= Akabia ben Mahalalel =

Akabia ben Mahalalel (עקביא בן מהללאל), was a Jewish religious teacher, probably of the second tannaitic generation (1st and 2nd centuries).
==Biography==
Of his early history nothing is known; there are no references to his teachers and comparatively few of his sayings have been preserved. The Mishnah portrays him as a man who fearlessly and persistently maintained opinions on some halakhot, even in cases where different traditions were held by the majority of his colleagues, because those opinions were founded on traditions he had received from his predecessors. On one occasion the majority demanded that he renounce his divergent opinions, but he refused. It was even intimated to him that in the event of his compliance he would be elevated to the position of Av Beit Din (president of the court), but Akabia rejected the proposition, remarking, "I would rather be called a fool all my lifetime than be a sinner for one moment." His traditional burial location is in Kfar Manda in the Lower Galilee.

In the course of the discussion of the halakhah concerning the administration of "the water of jealousy" (Num. ), Akabia declared that, if the subject of the test was not a free-born Jewess, the test-water was not to be administered; while the majority declared a proselyte or an emancipated slave to be the equal of a free-born daughter in Israel. In support of their view, the majority cited a case in point, where the former associate presidents of the Sanhedrin, Shemaiah and Abtalion, had the test made on a freed woman; whereupon Akabia disdainfully exclaimed, Dugma hishḳuha. This might mean "To one like themselves they gave to drink," and may be construed as an allusion to an old rumor to the effect that these associate presidents were themselves lineal descendants of proselytes; or it might mean "They gave her a sham to drink." The memory of those chiefs being held in esteem, Akabia's insinuation gave offense; wherefore the sentence of nidduy (isolation, excommunication) was passed on him.
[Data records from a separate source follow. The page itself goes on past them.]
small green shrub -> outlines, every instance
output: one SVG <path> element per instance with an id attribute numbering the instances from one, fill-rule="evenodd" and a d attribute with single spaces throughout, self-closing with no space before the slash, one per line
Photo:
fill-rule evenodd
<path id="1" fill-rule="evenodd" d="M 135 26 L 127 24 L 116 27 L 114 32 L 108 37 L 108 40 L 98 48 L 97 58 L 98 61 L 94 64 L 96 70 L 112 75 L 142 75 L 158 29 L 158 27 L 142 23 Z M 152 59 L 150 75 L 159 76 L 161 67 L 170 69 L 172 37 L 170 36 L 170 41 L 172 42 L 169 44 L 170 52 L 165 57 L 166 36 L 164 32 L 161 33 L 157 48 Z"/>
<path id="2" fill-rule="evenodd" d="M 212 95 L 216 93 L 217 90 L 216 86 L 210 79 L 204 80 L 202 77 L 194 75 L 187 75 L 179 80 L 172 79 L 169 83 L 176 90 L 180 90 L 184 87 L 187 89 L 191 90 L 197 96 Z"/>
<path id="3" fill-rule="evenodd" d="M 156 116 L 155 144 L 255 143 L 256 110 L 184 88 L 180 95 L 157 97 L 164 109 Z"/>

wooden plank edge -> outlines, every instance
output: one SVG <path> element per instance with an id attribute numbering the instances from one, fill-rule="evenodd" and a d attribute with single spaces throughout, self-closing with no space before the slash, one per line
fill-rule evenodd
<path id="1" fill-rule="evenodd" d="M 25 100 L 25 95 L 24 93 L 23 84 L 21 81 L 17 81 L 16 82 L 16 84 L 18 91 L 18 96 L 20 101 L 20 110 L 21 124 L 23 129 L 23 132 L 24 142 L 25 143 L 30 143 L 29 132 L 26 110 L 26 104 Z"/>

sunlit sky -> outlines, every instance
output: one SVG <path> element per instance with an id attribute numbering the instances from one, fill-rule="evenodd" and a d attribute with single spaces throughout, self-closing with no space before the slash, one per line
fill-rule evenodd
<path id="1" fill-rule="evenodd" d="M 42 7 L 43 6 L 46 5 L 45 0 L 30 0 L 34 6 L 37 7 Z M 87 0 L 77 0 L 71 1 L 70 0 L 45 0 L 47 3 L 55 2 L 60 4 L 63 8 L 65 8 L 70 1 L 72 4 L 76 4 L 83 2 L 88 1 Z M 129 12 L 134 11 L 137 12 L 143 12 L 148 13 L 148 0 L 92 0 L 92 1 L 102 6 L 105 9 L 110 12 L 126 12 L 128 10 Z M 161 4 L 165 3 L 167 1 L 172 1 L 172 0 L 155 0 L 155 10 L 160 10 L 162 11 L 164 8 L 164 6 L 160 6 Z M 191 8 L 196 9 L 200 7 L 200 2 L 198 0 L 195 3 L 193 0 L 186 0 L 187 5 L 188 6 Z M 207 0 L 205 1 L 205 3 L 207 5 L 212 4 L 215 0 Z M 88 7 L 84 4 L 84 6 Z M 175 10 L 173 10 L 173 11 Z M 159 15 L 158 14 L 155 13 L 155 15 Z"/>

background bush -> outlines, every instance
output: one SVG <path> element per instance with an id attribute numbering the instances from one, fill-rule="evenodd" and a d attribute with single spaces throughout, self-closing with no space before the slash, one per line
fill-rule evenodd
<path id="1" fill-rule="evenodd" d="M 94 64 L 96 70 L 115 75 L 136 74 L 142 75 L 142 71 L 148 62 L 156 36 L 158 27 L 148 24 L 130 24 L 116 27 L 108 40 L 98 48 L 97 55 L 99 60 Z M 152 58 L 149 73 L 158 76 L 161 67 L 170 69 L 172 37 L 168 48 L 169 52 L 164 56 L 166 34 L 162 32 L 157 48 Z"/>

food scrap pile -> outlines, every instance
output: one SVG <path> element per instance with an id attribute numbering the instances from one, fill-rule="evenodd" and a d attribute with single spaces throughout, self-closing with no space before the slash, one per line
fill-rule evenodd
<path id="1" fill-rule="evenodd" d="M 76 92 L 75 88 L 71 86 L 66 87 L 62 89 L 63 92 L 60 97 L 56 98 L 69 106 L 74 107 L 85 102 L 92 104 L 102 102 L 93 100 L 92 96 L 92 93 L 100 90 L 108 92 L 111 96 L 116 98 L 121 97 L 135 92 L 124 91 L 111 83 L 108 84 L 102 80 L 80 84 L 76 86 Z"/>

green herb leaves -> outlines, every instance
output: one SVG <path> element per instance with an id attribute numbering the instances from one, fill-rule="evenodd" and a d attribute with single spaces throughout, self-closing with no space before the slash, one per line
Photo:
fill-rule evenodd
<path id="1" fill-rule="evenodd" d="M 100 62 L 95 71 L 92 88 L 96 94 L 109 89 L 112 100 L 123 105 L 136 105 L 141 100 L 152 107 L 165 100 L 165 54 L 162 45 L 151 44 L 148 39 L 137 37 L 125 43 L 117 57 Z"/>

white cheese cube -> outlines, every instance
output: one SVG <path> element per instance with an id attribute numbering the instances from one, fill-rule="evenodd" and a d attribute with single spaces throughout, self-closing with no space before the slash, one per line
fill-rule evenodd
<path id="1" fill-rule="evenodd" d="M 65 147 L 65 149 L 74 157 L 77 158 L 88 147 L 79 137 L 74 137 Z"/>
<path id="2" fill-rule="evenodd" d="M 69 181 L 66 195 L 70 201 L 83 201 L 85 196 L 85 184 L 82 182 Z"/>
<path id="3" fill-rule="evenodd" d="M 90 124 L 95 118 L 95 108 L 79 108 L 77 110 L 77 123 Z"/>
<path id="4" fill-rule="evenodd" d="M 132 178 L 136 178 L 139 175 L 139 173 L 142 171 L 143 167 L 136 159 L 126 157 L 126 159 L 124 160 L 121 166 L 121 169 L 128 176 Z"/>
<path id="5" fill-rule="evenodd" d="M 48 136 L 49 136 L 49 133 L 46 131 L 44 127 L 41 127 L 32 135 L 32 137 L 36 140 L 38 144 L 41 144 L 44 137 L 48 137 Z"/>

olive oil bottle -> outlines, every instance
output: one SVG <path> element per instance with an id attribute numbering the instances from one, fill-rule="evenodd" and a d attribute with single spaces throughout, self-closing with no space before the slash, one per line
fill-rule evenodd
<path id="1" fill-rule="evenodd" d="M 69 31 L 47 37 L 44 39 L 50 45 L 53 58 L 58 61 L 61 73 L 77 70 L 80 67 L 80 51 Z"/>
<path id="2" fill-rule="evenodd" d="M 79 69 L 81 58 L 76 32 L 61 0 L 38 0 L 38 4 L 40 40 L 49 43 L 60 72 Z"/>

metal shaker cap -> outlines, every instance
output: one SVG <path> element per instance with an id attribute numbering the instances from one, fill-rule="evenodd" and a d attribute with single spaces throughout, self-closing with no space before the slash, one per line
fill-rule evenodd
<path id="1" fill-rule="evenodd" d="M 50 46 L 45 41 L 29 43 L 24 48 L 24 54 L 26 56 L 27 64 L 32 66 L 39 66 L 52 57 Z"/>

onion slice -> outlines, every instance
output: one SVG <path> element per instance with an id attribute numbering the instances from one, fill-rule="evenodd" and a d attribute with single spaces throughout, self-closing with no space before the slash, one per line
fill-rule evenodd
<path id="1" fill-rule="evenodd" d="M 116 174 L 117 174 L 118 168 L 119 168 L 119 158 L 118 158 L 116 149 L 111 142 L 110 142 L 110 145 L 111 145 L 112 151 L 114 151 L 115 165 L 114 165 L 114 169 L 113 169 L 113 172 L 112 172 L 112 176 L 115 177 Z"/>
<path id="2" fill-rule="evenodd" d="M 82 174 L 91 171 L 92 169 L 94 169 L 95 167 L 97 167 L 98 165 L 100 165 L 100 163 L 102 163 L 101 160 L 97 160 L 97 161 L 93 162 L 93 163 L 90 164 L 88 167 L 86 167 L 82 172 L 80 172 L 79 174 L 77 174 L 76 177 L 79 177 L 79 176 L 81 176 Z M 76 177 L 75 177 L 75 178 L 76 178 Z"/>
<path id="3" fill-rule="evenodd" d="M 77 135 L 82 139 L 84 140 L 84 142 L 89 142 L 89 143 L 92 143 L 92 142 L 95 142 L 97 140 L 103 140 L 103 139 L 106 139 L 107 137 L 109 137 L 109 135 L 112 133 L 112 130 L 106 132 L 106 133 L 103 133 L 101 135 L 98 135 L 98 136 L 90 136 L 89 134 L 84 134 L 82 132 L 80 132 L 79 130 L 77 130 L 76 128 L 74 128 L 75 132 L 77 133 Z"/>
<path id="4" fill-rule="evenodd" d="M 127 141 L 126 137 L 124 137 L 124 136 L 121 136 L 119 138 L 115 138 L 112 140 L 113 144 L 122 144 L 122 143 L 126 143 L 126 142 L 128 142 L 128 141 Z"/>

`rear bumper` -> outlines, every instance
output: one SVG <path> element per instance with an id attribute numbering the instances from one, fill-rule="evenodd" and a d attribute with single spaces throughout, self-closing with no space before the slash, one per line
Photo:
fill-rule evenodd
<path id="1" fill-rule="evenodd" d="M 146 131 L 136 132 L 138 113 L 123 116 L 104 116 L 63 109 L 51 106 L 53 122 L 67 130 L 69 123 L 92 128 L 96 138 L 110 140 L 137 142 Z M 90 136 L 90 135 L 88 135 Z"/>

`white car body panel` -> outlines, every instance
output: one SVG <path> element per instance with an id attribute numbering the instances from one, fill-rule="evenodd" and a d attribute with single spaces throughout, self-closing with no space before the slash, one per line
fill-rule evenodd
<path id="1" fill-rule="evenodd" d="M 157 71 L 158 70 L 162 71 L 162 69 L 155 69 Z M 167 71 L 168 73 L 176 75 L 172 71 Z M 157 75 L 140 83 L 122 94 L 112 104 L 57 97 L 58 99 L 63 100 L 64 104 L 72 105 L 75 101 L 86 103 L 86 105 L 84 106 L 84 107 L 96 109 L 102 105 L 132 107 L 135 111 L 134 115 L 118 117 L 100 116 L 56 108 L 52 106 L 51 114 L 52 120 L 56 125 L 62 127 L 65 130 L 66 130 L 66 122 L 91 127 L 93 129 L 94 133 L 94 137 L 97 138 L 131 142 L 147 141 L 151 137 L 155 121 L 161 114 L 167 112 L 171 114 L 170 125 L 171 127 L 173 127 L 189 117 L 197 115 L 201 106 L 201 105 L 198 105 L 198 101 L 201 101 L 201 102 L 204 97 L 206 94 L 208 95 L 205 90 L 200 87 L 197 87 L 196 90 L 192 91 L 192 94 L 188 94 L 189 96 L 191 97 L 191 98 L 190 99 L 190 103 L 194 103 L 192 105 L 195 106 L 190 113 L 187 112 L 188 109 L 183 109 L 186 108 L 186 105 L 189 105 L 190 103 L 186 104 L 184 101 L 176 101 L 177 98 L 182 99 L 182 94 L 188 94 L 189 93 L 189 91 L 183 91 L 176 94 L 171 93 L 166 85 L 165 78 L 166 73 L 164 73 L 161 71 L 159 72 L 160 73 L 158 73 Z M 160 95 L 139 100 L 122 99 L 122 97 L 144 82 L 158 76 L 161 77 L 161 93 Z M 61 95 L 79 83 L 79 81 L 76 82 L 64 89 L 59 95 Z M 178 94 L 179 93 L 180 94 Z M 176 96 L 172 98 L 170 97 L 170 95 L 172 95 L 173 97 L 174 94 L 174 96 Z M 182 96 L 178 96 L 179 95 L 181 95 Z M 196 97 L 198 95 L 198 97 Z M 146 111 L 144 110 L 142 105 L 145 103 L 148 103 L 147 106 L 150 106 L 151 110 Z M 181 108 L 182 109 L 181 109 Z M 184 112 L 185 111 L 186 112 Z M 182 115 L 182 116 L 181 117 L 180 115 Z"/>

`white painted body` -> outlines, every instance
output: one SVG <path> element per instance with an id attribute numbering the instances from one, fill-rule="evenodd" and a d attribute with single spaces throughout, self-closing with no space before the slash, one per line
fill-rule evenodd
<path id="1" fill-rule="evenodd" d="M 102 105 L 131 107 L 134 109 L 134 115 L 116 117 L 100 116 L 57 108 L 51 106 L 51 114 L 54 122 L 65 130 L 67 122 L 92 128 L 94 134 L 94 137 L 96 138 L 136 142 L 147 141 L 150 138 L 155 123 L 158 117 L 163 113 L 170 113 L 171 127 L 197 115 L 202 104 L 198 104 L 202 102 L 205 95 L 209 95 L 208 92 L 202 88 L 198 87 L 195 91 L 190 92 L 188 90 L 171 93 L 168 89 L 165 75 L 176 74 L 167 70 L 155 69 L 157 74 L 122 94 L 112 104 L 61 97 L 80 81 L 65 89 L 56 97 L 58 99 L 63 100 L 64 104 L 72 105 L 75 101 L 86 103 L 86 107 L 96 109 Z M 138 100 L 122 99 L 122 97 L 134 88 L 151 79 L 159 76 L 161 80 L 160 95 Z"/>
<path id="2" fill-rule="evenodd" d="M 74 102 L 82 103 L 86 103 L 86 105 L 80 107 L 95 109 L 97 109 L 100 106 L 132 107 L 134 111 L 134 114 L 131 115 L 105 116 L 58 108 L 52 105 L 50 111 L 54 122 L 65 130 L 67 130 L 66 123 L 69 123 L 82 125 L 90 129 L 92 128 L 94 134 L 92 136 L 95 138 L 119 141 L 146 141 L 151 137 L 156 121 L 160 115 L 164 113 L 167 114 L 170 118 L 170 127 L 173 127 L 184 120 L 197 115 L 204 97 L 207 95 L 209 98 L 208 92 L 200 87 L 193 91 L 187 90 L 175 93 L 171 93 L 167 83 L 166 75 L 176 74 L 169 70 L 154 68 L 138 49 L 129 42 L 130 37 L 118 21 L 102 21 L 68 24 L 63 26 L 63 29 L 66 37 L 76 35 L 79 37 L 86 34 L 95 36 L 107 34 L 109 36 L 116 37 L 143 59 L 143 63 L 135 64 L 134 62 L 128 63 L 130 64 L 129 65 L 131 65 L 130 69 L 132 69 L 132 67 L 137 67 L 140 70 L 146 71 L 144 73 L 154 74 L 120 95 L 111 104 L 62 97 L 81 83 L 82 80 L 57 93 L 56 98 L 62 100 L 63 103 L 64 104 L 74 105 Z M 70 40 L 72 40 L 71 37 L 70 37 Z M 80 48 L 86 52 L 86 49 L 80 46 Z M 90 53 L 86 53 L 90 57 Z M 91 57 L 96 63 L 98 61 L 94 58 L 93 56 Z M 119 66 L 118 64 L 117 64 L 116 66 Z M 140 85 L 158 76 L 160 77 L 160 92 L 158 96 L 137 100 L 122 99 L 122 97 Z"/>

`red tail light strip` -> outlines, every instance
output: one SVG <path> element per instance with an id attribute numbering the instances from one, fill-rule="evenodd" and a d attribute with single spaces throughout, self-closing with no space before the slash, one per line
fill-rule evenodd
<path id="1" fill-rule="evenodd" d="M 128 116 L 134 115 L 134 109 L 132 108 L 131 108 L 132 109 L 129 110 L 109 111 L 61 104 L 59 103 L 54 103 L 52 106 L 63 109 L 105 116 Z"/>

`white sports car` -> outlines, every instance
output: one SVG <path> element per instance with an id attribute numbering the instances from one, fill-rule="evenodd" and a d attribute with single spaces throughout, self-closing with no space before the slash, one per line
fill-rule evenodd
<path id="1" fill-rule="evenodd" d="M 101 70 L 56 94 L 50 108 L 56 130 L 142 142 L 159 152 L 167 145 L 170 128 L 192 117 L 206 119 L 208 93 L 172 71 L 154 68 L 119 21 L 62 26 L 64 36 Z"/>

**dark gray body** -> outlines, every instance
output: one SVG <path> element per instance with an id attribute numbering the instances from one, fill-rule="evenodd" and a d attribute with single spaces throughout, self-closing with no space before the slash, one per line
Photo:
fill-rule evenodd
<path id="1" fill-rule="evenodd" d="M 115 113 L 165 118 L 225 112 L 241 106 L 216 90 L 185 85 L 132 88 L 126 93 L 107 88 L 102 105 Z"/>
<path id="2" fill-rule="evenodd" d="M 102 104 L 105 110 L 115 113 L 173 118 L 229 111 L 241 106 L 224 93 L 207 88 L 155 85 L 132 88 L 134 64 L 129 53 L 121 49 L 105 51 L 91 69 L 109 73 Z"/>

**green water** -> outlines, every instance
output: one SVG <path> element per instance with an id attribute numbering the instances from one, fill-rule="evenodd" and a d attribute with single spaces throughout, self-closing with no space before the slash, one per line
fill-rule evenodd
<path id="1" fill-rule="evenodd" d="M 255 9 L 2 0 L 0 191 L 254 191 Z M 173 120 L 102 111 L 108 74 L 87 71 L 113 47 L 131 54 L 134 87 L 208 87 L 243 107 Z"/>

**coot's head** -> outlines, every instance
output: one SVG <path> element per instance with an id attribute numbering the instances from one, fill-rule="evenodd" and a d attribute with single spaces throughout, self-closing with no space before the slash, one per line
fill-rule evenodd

This he bore to the end of his days rather than violate his convictions. However, before his death, he admonished his son to submit to the views of the majority, even in the cases where he himself had shown such persistent opposition. His son expressing surprise at so apparent an inconsistency, the dying sage replied: "I have received my tradition from a majority of a school in my days, and so have my opponents. I was bound to conform to the tradition I had received; and so are they bound by their tradition. But thou hast heard the traditions both from myself and from my opponents; from a minority and from a majority, and it is proper for thee to reject the opinions of the individual and adopt the views of the majority".

Another characteristic trait of Akabia was the great stress he laid on personal merit. When, on his deathbed, he was requested by his son to recommend him to the sages, he declined to do so. His son inquired whether his father had discovered in him any trait which rendered him unworthy of such recommendation; and Akabia's reply was, "No! but your own deeds will make you welcome, or your own deeds will make you obnoxious".

As to Akabia's epoch scholars are divided. While some place him in the patriarchate of Hillel I (30 BC to 10 of the present era), and even somewhat earlier, others bring him down to the first tannaitic generation (10-80); still others believe that he flourished during the patriarchate of Gamaliel II (80-117). The circumstances and scholastic achievements of the second tannaitic generation render Akabia's excommunication more reasonable.

The decree of excommunication failed to obscure Akabia's merited fame; for his name reached subsequent generations surrounded by such a halo of glory as to throw doubt on the decree itself. "God forbid," exclaims Judah b. Ilai (139-165), "that we should think that Akabia was excommunicated, for the Temple gates were never closed behind a man in Israel so great in wisdom and in the fear of sin as was Akabia ben Mahalalel". This expression, which is based on the law forbidding an excommunicated person to enter the Temple court, was in later days taken literally, and gave rise to forced halakhic discussions and comments, as well as to hypothetical speculations about the age of Akabia. Elsewhere it is said, "Whoever asserts that Akabia was ever excommunicated will have to answer before the tribunal of heaven." This observation is wrongly attributed to Judah b. Betera I, and conclusions as to Akabia's early age are erroneously deduced from this attribution.

==Teachings==
- Reflect upon three things and you will not fall into transgression: Know from where you came, to where you go; and before whom you are destined to give an account and reckoning. 'From where you came' – from a fetid drop; 'to where you go' – to a place of worms and maggots; 'and before whom you are destined to give an account and reckoning' – before the King of all kings, the Holy One, blessed be He!

Beyond this maxim and the halakhot enumerated above, nothing from him has been transmitted.